Il n’apprécie pas si l’on souligne que son plaidoyer pour le travail collectif s’adresse exclusivement aux agents de
contrôle et qu’il y a d’autres réponses à apporter au sentiment d’isolement et aux demandes d’appui des agents
de terrain qu’un renforcement de la hiérarchie. Certes pour le DGT, l’administration doit mettre en place les
conditions du travail collectif, « il faut que la DGT sorte plus d’outils professionnels », mais le ton, peu
convaincant semblait plus un vœu pieux qu’une réelle volonté.
L’entretien touchant à sa fin, nous n’avons pu que glisser certaines questions ponctuelles.
Une remarque sur les mesures d’actualité de simplification administrative, pouvant conduire à un éventuel
passage au régime déclaratif pour la dérogation à la durée quotidienne du travail l’a fait blêmir : « nous avons eu,
à la DGT, la même réaction que celle que vous exprimez, nous avons considéré que cela posait un problème et
cette éventualité a été écartée, mais comment se fait-il que vous soyez au courant ? Nous avons interrogé des
chefs de pôle T, sans doute ont-ils consulté dans les services ? Nous n’avons pas, comme vous pointé la
contradiction avec la récente jurisprudence Séphora… mais c’est tout à fait judicieux ! ». Il a été un peu surpris
d’avoir à constater que les grands principes évoqués en début d’entretien sur les liens nécessairement interactifs
entre la DGT et les services déconcentrés étaient pour nous quelque chose de très concret.
Nous avons soulevé l’idée que l’inversion de la hiérarchie des normes, avec le recours à la négociation collective
et la marginalisation du principe de faveur, contribue à l’affaiblissement du rôle de l’Etat. Il ne partage pas ce
souci et pense qu’il faut nuancer en appréciant à quel niveau ce recours peut être plus efficace. Au vu des
pratiques au sein de la majorité des pays de l’UE, il s’attend au développement d’une « nouvelle articulation
entre la norme et la norme négociée ». Autant le savoir !
Sur la complexification de la réglementation en général et particulièrement l’insistance du respect du
contradictoire dans la circulaire sur le licenciement des salariés protégés, il a conscience que cela peut poser des
problèmes pratiques. Hubert Rose l’avait promis et « on travaille à faire en sorte que ça soit au demandeur de
fournir les pièces à l’autre partie ». Mais il faut le temps que ça se fasse.

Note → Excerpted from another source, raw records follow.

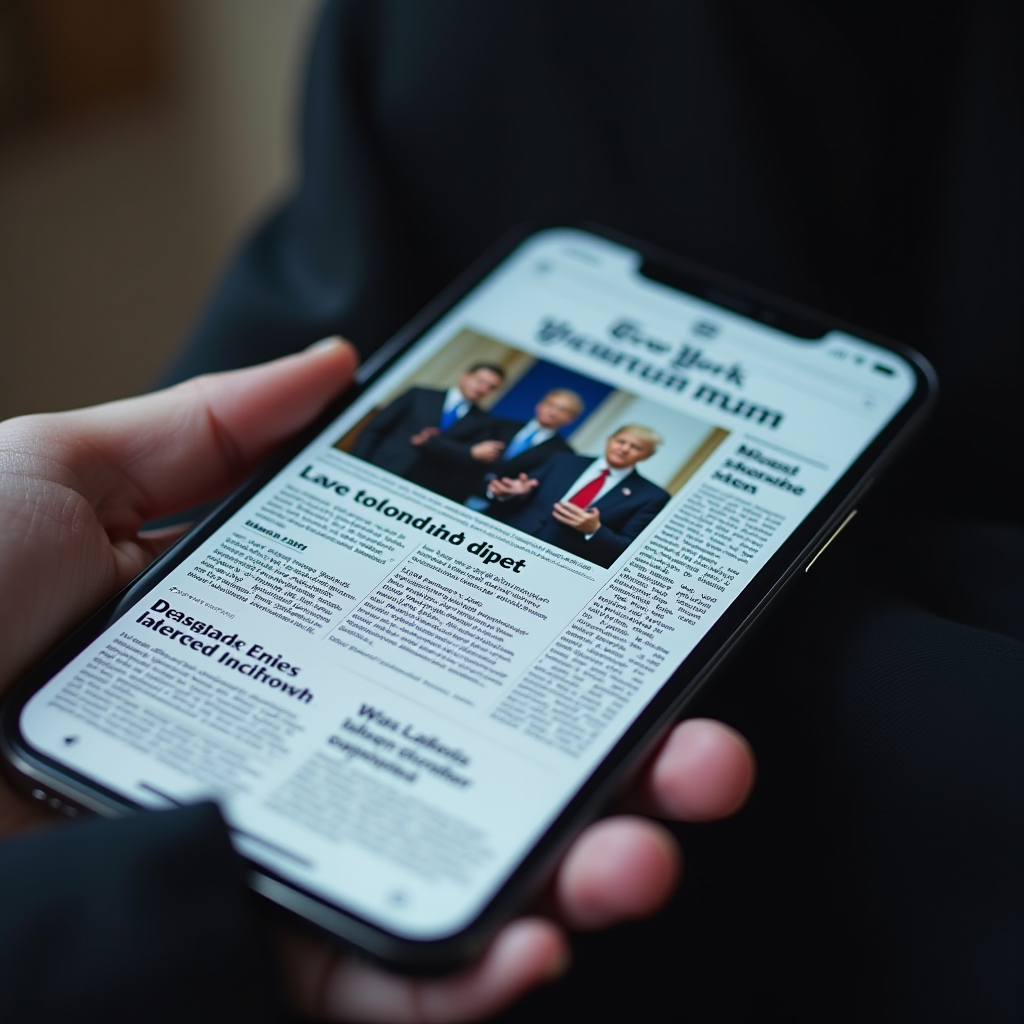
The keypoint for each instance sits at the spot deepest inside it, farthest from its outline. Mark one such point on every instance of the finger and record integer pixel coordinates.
(524, 954)
(184, 444)
(617, 869)
(156, 542)
(705, 770)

Nous avons aussi évoqué, au titre de la
complexification, les nouveaux décrets et circulaire relatifs à la dérogation à l’interdiction du travail sur machines
dangereuses pour les jeunes, et l’engagement de sortir un questions-réponses facilitant le travail des agents de
contrôle. Là aussi, « la DGT y travaille ».
« Quand vous le souhaitez, on se revoit…. Madame, Messieurs, ravi de cette prise de contact. »

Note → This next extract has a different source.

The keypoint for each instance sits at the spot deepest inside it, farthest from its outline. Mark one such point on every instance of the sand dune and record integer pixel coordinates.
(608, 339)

Parmi tous les points que nous n’avons pas pu évoquer nous nous assurons en partant que la situation des
médecins inspecteurs est bien à son agenda. La prochaine fois il faudra aussi aborder les questions des agents et
missions qui relèvent de la DGT au-delà des seuls agents de contrôle en section (administration centrale,
ingénieurs de prévention et autres agents des pôles T en UT et UR).
Au total, il est possible qu’il y ait, au 13° étage de la Tour Mirabeau, un peu plus d’écoute que précédemment
(sauf sur la réforme Sapin, vrai sujet de fond, ce qui rend dubitatif), mais il reste à vérifier, dans la pratique, que
cela va au-delà de la déclaration d’intention. Nous devons continuer à être exigeants et vigilants.
Nous incitons les agents à faire de même. Au-delà de celle du ministre, certaines têtes de notre administration
viennent de changer. Les nouvelles équipes, en phase d’installation, ont tendance à exhiber les œillères
laissées par leurs prédécesseurs. Pour elles, le sillon amorcé ne doit pas dévier, elles s’attachent à rester dans
une trace qui, en fait, pourrait s’avérer être une ornière. Il nous appartient à tous de leur expliquer qu’on va
droit dans le mur à poursuivre ainsi sans un minimum de réflexion et de remise en cause. C’est la condition
sine qua non d’une sortie collective de l’impasse du dialogue dans laquelle nous sommes embourbés.